Verano en fotos. «Entre las muchas maneras de combatir la nada, una de las mejores es sacar fotografías». Lo dijo Julio Cortázar. Te saco fotos, muchas fotos, y después las miro y remiro en la penumbra de la siesta. Amplio tus fotos y veo cada uno de tus lunares, el pelo suelto, la mirada como una flecha, veo la línea del horizonte que es otra flecha y que se pierde donde uno ya no sabe distinguir entre el cielo y el mar, sigo mirándote: tus labios, tu cuello, tu pecho, las pestañas negras y largas. Amplio tus fotos hasta llegar a una niebla de píxeles donde acaba todo y empieza tu ausencia.

Verano sin red. Escribo en mi cuaderno: “desconectarme del mundo”, y cuando termino de escribir “desconectarme del mundo” caigo en la cuenta de que con esta idea frugal, “desconectarme del mundo”, ya me estoy conectando, otra vez, al mundo. Es una paradoja. Otra.

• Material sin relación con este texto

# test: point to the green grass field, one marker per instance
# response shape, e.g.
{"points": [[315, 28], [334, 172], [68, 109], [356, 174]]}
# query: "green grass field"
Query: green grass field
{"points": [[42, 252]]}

Verano en los medios y en los tercios. Fin de temporada para los presentadores de la tele. Maletas y recetas, me consuelo, y en la radio la crónica real de una huida anunciada, y la pandemia, esa carrera en la que siempre llegamos los últimos, y las cuentas. Tiendo a recordar cuando los veranos eran aburridos. Veranos largos como puentes de hierro sobre la orquesta febril de las chicharras. Los periódicos se llenaban de cuentos y pasatiempos y suplementos, ¿os acordáis?, y sólo hablábamos de dejarnos llevar: la última ola de calor, el conflicto con Gibraltar, el fichaje estrella del Madrid…   Como dijo Charles Bowden: “el verano siempre es mejor de lo que podría ser”.

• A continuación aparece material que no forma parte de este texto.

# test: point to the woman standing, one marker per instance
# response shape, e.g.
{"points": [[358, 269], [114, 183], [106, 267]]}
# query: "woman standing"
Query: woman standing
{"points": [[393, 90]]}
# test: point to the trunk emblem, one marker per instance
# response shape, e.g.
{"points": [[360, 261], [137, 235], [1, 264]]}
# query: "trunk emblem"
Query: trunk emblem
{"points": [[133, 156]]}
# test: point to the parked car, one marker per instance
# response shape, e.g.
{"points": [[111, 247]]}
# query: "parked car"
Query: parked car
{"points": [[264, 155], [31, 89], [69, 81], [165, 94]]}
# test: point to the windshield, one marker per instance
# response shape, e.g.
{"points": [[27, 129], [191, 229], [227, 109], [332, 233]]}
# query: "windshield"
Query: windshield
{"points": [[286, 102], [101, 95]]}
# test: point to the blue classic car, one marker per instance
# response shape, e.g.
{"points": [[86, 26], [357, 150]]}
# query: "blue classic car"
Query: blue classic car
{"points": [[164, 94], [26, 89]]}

Verano de cenas. Hemos decidido dejar el síndrome de la cabaña y disfrutar del verano con responsabilidad, garantía y solidaridad. Invitamos a amigos de todo tipo a cenar, pocos amigos, coto vedado, detonación controlada. A veces, vienen personas con caretas de animales y, otras veces, vienen animales vestidos de personas. Es todo extraño y divertido, como en un sueño. Me gustan cuando se juntan los tigres, los monos y las tortugas. En esas reuniones siempre se aprecia que la vida es simple y presente de indicativo.

Verano literario. El último de Villalobos, aquel que me regaló Trujillo de Umbral, Paul Auster, uno de romanos, Mikel Santiago y Mallo… Leo a muchos columnistas y algo de poesía. Debo reconocer que, últimamente, me aburre la poesía. Sigo escribiendo en mi cuaderno ideas que me sobrevuelan. La mayoría son compost. Me propongo un reto poético, estético, inútil. Escribir relatos de dos palabras: te quiero, te odio, te recuerdo, no puedo, me ahogo, me matas, de dolor…

Verano de colapso. Entre las mejores series de estos días de descanso está Colapso. Colapso es una serie francesa y distópica que, opino, marcará historia. Pienso en el colapso en el que nos encontramos. Hemos hecho tope dejando de vender productos inútiles a personas sobreendeudadas. El coronavirus es la horma de nuestros zapatos. Se nos viene encima un otoño sin certidumbres y trilero.

Verano y despedida. Creo que fue Kafka el que dijo que “a partir de cierto punto, no hay retorno posible”, y añadió: “ese es el punto que hay que alcanzar”. Estamos ante un cruce de caminos, frente al espejo y la pandemia. Mientras sigo cenando con amigos que son animales, y animales que son amigos. Confensaré que estoy enamorado de la tigresa. Hay proyectos encima de la mesa para la próxima temporada y tengo que elegir. Ese instante en el que todo cambia para no cambiar nada. Me despido de los lectores unas semanas. Pan y tiempo. Volvemos después de la publicidad. Como cantaban los Smtihs: “hay una luz que nunca se apaga”.